Ce livre s'intéresse à l'homme sans qualité, l'homme ordinaire, banal. Notre époque post-moderne semble, à lire l'analyse faite par Michel Maffesoli, pouvoir matérialiser pour le plus grand nombre, voire pour le peuple, pour tous les hommes sans qualité, une certaine joie de vivre dans un monde certes précaire mais dans lequel il y a le retour cyclique d'instants éternels dont jouir, le tragique de la précarité exacerbant la jouissance de ce qui est, de ce qui se présente. Monde de la présentation, et non plus de la représentation. D'où images de plus en plus omniprésentes.

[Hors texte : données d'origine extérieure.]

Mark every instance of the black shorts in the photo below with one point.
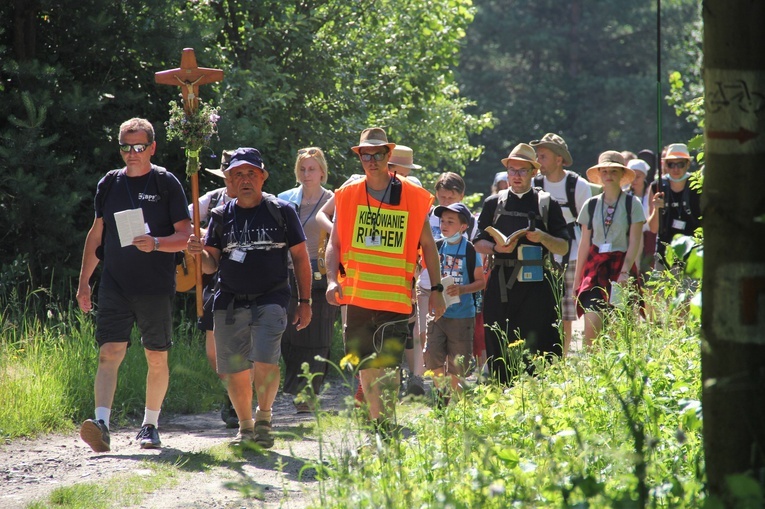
(118, 313)
(377, 338)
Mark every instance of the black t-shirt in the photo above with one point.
(255, 233)
(507, 224)
(683, 215)
(126, 269)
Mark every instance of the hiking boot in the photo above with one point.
(148, 437)
(96, 435)
(228, 414)
(244, 437)
(414, 385)
(263, 436)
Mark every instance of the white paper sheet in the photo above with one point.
(130, 225)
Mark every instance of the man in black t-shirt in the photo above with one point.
(138, 279)
(247, 243)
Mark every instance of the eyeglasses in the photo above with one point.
(377, 156)
(138, 147)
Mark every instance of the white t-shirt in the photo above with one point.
(582, 193)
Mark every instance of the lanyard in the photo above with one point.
(314, 209)
(454, 256)
(608, 216)
(244, 230)
(369, 208)
(130, 195)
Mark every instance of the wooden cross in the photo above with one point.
(190, 77)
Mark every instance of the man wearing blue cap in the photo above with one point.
(247, 243)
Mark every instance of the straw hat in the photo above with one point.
(522, 152)
(403, 156)
(373, 137)
(557, 144)
(611, 159)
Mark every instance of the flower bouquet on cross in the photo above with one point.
(194, 130)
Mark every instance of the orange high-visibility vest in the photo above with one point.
(379, 276)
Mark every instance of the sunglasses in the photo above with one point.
(138, 147)
(377, 156)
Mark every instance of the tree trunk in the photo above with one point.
(733, 317)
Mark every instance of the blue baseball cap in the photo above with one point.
(247, 155)
(459, 207)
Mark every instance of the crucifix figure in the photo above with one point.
(189, 77)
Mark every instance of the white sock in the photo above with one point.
(261, 415)
(103, 414)
(150, 417)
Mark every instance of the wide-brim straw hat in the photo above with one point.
(678, 151)
(611, 159)
(522, 152)
(558, 146)
(403, 156)
(373, 137)
(225, 160)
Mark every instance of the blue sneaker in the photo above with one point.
(148, 437)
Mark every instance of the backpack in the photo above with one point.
(571, 180)
(628, 204)
(161, 176)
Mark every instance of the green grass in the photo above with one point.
(119, 491)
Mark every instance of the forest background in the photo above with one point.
(460, 82)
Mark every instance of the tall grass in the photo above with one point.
(616, 426)
(48, 361)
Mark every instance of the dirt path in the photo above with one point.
(31, 469)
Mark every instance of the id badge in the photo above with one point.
(237, 255)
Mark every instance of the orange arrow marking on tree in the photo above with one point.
(742, 135)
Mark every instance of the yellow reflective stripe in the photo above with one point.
(382, 279)
(380, 296)
(387, 262)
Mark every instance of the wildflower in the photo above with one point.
(350, 360)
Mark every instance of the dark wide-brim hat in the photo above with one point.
(373, 137)
(557, 144)
(225, 160)
(611, 159)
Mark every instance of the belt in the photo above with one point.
(507, 284)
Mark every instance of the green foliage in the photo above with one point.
(585, 70)
(616, 426)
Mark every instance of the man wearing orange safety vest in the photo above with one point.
(380, 220)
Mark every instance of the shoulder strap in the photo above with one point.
(544, 205)
(591, 210)
(501, 201)
(571, 181)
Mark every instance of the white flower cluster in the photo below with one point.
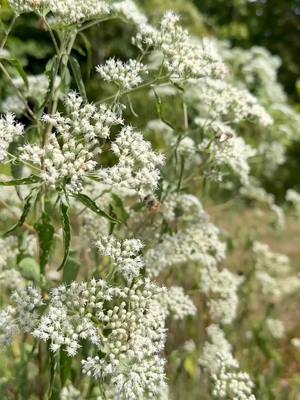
(36, 90)
(182, 57)
(69, 155)
(131, 362)
(217, 359)
(218, 99)
(274, 272)
(75, 11)
(124, 254)
(177, 304)
(137, 169)
(22, 317)
(9, 131)
(64, 11)
(221, 288)
(130, 11)
(126, 75)
(197, 244)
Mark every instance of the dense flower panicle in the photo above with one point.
(23, 316)
(126, 75)
(221, 288)
(216, 99)
(217, 359)
(36, 90)
(182, 57)
(130, 11)
(132, 363)
(73, 144)
(9, 131)
(136, 171)
(198, 244)
(177, 304)
(69, 317)
(124, 254)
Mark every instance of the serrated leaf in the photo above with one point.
(78, 76)
(45, 233)
(65, 366)
(89, 203)
(71, 270)
(29, 200)
(15, 63)
(66, 233)
(30, 269)
(119, 209)
(24, 181)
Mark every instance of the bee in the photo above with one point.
(152, 204)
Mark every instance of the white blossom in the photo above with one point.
(124, 254)
(137, 168)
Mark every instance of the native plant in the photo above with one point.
(102, 216)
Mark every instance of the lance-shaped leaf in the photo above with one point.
(77, 75)
(29, 200)
(24, 181)
(89, 203)
(45, 231)
(66, 233)
(65, 366)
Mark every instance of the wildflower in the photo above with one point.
(137, 169)
(182, 57)
(124, 254)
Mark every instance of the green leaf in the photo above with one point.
(24, 181)
(30, 269)
(66, 233)
(46, 237)
(89, 203)
(71, 270)
(89, 52)
(15, 63)
(119, 209)
(77, 75)
(65, 366)
(29, 200)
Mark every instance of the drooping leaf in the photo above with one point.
(24, 181)
(16, 64)
(71, 270)
(29, 200)
(89, 203)
(119, 209)
(77, 76)
(65, 366)
(30, 269)
(66, 233)
(45, 231)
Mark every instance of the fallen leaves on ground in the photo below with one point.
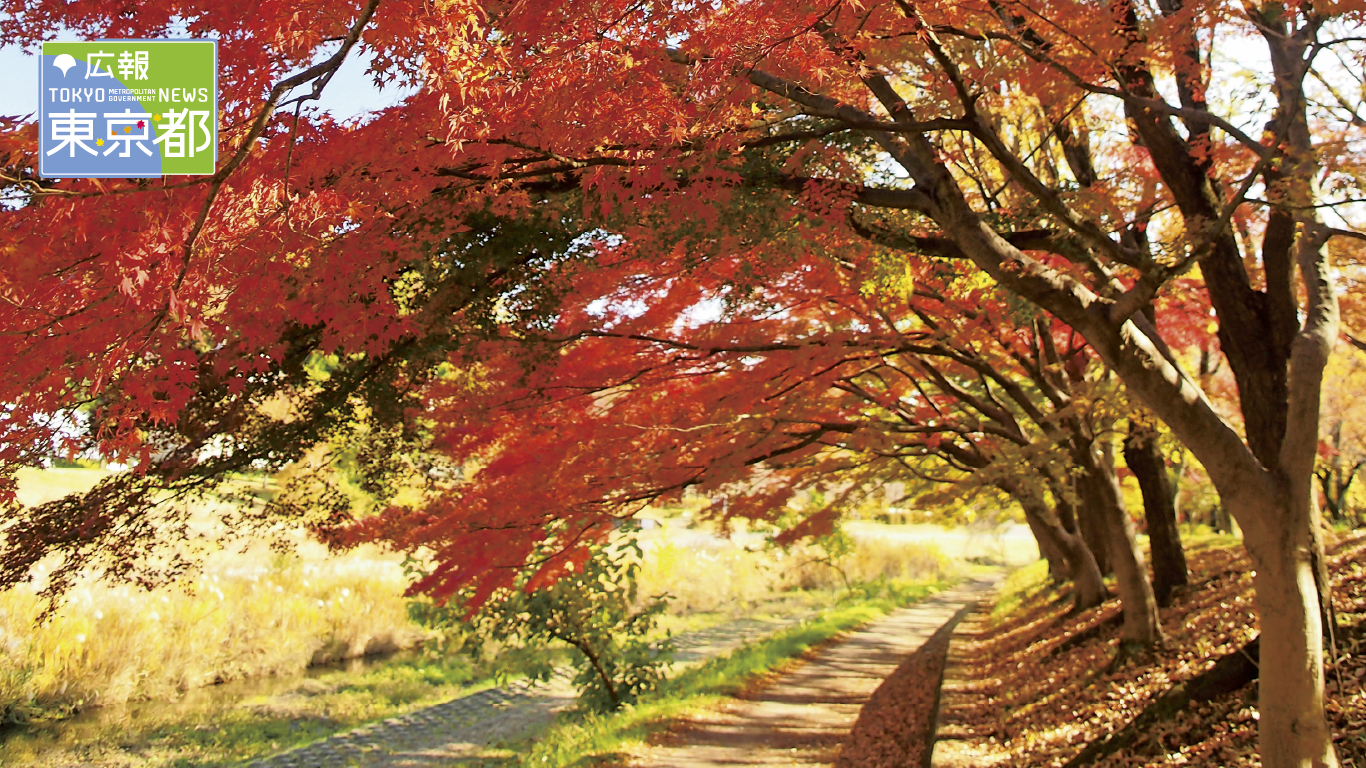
(1034, 689)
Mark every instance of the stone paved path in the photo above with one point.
(954, 733)
(803, 716)
(461, 731)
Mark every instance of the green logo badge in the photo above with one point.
(129, 108)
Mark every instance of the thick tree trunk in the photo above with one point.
(1291, 708)
(1145, 461)
(1101, 496)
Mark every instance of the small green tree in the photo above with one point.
(596, 611)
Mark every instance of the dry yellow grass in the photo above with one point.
(247, 611)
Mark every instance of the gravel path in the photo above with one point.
(469, 730)
(805, 716)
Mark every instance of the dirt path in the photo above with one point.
(470, 730)
(802, 718)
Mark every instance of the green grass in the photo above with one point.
(585, 739)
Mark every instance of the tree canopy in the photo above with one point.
(582, 170)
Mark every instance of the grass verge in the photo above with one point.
(586, 739)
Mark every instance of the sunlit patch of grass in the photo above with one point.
(1019, 585)
(586, 738)
(243, 615)
(227, 730)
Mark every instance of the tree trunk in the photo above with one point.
(1049, 550)
(1101, 495)
(1145, 461)
(1092, 528)
(1291, 708)
(1086, 577)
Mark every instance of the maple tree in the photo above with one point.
(165, 314)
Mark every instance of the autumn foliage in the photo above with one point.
(608, 250)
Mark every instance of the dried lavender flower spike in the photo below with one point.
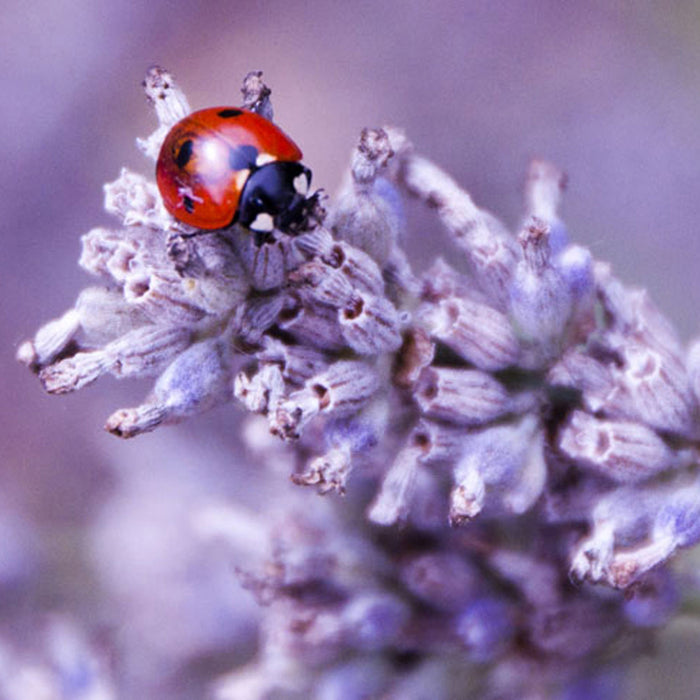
(256, 95)
(623, 451)
(170, 104)
(533, 400)
(368, 212)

Michel Maffesoli en parle très peu, mais sans doute les immenses progrès technologiques y sont pour quelque chose dans le fait que, pour la première fois, une sorte de matrice se présente, se matérialise, pour prendre en son sein tous ces hommes sans qualité. Des choses sont, dans ces instants éternels qui font cycliquement retour, et de ce qui est on peut jouir, ce qui est pris est pris. Des choses qui sont publicité est faite : des images, des personnes au sens de masques apparaissent incitant à jouir comme elles, à communier dans la même jouissance précaire mais intense, ce sont des totems.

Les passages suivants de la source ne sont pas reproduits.